In parallel, neural cryptanalysis [23,36,37,38,39,40,41] has advanced the application of deep learning-based attack models, such as Encryption Emulation (EE), Plaintext Recovery (PR), Key Recovery (KR), and Ciphertext Classification (CC), across a broad spectrum of cryptographic algorithms. In [36], optical cryptographic algorithms such as Double Random Phase Encoding (DRPE) [42] and Triple Random Phase Encoding (TRPE) [43] were shown to be vulnerable to PR attacks, enabling the recovery of original images from their encrypted forms. However, [37] observed that such recovery remained challenging when real-world, complex images were used as inputs. In [38], a KR attack was performed against classical ciphers—Caesar, Vigenère, and substitution—using a deep learning model structured as an encoder–decoder with Long Short-Term Memory (LSTM) [44] and attention mechanisms [45]. The work in [23] provided a comprehensive evaluation of block ciphers including DES [11], AES [24], simplified DES (SDES) [8], simplified AES (SAES) [25], and SPECK32/64 [26], through EE, PR, KR, and CC attacks using various model architectures such as fully connected neural networks, RNNs [33,44,46], and transformer-based models [47,48], with both textual and bit-array plaintexts across different numbers of encryption rounds.
In other studies, Harrison et al. [39] classified laptop keystrokes recorded via mobile microphones using CNNs [32] combined with attention mechanisms [45], demonstrating the potential of deep learning in side-channel attack scenarios. In [40], AES keys [24] were recovered from electromagnetic traces captured at varying distances from Bluetooth devices. Similarly, Alemerien et al. [41] detected side-channel attacks from execution traces using CNN-based models [45].
While deep learning-based cryptanalysis has demonstrated effectiveness across optical, classical, and symmetric block ciphers, its application to public-key cryptographic systems has thus far relied primarily on traditional analytical techniques. In this study, we focus on block ciphers and extend the scope of neural cryptanalysis by assessing vulnerabilities under both single-server and multi-server attack environments. To the best of our knowledge, this work represents the first systematic evaluation of block cipher security against deep learning-based attacks conducted in a federated, multi-server cryptanalytic framework.

3. Methods

3.1. Cryptographic Algorithms

Cryptographic algorithms are broadly classified into two categories—symmetric-key cryptography and asymmetric-key cryptography—based on the nature of the keys used for encryption and decryption [7,8]. In symmetric-key cryptography, the same key is shared between the sender and the receiver for both encryption and decryption processes. While this approach is computationally efficient, it presents significant challenges in secure key distribution and management, as both parties must agree upon and protect the shared secret key.
In contrast, asymmetric-key cryptography, also known as public-key cryptography, employs a pair of mathematically related keys: a public key for encryption and a private key for decryption. The public key can be openly distributed, allowing any sender to encrypt messages, while only the intended receiver—who holds the private key—can decrypt the ciphertext. This eliminates the need for secure key exchange, thereby simplifying key management in distributed environments.
In this study, we focus on symmetric block ciphers and evaluate the security of several representative algorithms, including the Data Encryption Standard (DES) [11], Simplified DES (SDES) [8], Advanced Encryption Standard (AES) [24], Simplified AES (SAES) [25], and SPECK [26]. These algorithms are analyzed under deep learning-based attacks, with the goal of comparing their relative vulnerabilities in both single-server and multi-server cryptanalytic environments.

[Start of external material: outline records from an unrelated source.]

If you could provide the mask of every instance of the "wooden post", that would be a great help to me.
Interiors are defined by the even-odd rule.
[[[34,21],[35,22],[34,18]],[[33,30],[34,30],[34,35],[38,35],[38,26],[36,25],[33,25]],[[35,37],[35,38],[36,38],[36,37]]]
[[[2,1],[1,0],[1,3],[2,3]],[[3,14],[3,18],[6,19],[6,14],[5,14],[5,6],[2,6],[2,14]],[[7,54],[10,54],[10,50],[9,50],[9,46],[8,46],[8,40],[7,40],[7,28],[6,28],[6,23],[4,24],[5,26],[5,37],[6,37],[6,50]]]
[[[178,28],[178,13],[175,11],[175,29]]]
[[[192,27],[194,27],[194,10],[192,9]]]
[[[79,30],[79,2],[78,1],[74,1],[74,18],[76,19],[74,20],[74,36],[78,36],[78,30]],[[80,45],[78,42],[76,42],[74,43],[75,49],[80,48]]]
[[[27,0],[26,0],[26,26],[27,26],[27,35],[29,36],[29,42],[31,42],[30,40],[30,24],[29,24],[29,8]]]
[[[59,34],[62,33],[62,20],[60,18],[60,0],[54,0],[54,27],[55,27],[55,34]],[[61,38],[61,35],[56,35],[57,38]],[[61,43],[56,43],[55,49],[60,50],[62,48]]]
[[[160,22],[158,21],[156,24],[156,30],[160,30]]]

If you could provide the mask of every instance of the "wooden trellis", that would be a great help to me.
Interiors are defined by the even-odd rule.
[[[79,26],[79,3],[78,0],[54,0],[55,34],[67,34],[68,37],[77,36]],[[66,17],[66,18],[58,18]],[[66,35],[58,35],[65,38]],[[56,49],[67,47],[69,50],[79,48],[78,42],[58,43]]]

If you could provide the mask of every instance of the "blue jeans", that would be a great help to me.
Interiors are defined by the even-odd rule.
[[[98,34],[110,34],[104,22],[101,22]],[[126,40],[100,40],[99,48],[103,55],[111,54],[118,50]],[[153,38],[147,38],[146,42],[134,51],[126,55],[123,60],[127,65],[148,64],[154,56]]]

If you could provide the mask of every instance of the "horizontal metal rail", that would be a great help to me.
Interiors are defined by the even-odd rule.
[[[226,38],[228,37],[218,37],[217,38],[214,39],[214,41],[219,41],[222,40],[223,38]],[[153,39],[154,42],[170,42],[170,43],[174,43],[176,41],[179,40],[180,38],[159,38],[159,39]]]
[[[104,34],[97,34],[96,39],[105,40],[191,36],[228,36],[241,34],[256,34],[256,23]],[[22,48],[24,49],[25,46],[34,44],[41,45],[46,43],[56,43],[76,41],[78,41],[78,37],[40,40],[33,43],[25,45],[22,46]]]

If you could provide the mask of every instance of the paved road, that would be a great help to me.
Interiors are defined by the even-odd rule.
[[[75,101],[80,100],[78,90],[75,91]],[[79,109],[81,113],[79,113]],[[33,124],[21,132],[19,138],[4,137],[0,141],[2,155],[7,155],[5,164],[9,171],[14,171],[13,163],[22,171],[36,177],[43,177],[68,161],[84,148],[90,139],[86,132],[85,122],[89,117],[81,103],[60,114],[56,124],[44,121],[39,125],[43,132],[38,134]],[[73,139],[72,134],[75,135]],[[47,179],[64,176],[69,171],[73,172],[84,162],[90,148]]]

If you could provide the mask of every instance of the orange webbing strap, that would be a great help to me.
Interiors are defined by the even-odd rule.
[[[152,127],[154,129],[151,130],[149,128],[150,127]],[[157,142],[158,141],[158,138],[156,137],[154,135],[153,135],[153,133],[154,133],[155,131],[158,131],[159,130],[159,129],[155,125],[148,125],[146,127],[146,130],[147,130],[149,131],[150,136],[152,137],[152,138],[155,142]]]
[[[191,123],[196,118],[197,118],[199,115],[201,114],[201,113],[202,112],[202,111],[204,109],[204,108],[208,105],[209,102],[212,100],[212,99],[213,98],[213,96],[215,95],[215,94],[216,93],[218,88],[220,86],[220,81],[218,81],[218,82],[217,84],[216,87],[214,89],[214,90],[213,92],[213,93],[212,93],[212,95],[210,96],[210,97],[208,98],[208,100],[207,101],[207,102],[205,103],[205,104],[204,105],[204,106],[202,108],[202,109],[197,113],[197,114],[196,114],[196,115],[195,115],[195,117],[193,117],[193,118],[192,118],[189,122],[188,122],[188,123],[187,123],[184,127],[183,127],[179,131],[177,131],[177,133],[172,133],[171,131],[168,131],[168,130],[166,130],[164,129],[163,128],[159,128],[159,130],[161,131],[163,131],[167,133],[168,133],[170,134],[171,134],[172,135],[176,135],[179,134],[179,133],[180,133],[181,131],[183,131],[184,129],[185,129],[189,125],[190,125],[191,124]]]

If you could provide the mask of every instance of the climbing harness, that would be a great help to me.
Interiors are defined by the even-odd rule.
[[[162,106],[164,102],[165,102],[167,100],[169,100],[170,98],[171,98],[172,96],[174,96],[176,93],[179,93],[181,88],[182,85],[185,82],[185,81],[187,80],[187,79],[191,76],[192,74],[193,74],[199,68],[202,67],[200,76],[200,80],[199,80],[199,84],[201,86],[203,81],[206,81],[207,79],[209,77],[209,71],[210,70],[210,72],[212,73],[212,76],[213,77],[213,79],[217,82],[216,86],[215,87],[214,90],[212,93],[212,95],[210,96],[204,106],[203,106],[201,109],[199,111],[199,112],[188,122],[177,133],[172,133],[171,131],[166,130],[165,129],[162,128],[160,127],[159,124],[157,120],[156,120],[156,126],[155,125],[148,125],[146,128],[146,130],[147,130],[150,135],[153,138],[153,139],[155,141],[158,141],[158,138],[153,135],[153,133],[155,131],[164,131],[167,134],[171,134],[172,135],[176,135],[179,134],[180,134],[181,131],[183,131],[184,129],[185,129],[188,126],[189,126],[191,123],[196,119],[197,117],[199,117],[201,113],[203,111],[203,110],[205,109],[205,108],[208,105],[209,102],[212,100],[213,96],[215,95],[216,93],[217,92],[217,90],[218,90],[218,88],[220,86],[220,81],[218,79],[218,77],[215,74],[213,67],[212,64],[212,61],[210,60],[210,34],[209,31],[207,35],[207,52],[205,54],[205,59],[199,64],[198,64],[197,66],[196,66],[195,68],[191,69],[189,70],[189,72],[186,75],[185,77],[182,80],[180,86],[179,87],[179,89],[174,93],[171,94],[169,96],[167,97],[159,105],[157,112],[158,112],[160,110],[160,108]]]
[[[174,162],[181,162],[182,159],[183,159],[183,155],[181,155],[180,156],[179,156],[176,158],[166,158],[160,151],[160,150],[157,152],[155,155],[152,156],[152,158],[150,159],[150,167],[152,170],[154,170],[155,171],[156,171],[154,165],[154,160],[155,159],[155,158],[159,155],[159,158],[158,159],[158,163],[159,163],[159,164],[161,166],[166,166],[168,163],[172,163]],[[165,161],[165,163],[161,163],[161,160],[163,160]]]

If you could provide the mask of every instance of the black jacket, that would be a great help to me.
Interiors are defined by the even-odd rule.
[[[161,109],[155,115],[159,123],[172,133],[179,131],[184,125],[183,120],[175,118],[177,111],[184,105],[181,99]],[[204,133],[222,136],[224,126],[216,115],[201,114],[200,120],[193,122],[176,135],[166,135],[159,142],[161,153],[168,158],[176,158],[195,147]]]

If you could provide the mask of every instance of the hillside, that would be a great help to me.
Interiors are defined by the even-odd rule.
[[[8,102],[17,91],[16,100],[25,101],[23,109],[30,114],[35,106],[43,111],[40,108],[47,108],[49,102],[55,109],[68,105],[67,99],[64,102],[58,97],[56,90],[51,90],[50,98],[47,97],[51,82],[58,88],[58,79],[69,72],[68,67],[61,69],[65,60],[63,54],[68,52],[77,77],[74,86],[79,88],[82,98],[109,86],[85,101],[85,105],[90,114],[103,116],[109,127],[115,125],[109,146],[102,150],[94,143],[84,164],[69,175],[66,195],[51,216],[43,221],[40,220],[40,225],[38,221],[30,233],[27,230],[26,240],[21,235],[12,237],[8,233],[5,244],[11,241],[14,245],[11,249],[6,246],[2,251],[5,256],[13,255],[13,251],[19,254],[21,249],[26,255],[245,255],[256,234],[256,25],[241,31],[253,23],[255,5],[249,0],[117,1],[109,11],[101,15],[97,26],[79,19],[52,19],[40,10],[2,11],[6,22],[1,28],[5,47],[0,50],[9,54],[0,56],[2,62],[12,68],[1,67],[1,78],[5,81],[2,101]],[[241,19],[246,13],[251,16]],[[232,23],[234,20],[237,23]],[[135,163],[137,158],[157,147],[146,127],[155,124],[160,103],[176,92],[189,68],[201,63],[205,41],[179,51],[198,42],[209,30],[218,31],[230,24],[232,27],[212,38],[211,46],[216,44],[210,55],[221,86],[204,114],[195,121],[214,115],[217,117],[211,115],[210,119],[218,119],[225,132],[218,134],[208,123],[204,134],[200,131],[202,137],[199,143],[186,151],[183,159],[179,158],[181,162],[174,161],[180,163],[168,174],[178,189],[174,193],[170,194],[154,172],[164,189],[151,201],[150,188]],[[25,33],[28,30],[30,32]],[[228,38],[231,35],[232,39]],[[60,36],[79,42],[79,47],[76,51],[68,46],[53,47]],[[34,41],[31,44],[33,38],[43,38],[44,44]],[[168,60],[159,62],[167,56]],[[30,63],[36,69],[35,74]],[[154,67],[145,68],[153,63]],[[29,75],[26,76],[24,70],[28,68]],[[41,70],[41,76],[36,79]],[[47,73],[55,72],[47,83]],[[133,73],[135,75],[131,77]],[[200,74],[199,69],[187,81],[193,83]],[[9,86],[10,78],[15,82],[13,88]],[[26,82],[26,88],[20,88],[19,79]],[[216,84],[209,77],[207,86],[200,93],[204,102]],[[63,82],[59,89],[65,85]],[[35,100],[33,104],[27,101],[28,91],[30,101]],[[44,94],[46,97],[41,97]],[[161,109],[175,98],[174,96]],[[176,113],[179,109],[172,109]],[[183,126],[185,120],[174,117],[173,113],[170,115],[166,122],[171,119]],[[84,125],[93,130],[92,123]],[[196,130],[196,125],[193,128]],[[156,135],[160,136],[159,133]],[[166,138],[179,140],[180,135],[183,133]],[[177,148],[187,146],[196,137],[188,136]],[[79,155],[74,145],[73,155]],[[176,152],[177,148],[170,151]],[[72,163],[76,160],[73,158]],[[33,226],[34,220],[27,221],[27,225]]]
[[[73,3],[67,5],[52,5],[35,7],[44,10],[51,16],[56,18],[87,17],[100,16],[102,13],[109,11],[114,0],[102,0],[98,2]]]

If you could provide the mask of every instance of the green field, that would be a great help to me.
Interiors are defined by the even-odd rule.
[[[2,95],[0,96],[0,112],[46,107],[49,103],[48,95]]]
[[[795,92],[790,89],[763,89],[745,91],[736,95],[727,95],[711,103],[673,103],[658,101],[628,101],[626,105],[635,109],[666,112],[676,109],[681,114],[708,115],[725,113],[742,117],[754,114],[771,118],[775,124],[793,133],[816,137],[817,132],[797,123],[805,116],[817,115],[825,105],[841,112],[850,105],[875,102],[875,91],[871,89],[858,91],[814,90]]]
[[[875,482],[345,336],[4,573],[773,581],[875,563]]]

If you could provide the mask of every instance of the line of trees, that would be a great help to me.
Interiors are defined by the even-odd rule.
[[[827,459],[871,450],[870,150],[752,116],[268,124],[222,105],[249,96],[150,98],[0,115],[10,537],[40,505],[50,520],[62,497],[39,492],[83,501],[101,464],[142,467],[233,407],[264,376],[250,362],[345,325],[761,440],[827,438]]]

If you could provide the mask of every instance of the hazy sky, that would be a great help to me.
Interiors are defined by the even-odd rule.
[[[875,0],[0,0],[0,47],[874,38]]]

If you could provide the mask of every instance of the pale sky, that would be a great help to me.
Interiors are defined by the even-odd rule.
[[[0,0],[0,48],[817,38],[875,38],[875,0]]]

3.1.1. Data Encryption Standard (DES)

The Data Encryption Standard (DES) [11] was created by IBM in the early 1970s as part of a research project on data security and was subsequently standardized in 1977 through collaboration with the U.S. National Bureau of Standards (now NIST) and the National Security Agency (NSA). It emerged as one of the most significant encryption algorithms and has underpinned numerous contemporary cryptographic systems. DES is a block cipher utilizing a 16-round Feistel network that processes 64-bit plaintext blocks with a 64-bit key, which includes 8 parity bits. The encryption starts with an Initial Permutation (IP), then divides the plaintext into two 32-bit halves, L0 and R0:
I P P = L 0 R 0
During each round of DES, the right half of the data block, which is 32 bits, is expanded to 48 bits using an expansion permutation box. The expanded block is then XORed with the round’s 48-bit subkey. The result is XORed with the left half to create the new right half, and the left half is copied from the previous right half:
R r = f R r 1 ,   k r L r 1
L r = R r 1
After 16 rounds, the final output is generated by concatenating R16 and L16 and then using the inverse permutation:
C = F P R 16 , L 16 = I P 1 ( R 16 , L 16 )
Round keys are created by shifting and compressing the main key, removing the parity bits. Simplified DES (SDES) [8] is a simplified variant that retains the Feistel structure but uses 16-bit plaintext and 16-bit key with only four rounds. It lacks the initial and final permutations and is primarily intended for educational or experimental use [8].

3.1.2. Advanced Encryption Standard (AES)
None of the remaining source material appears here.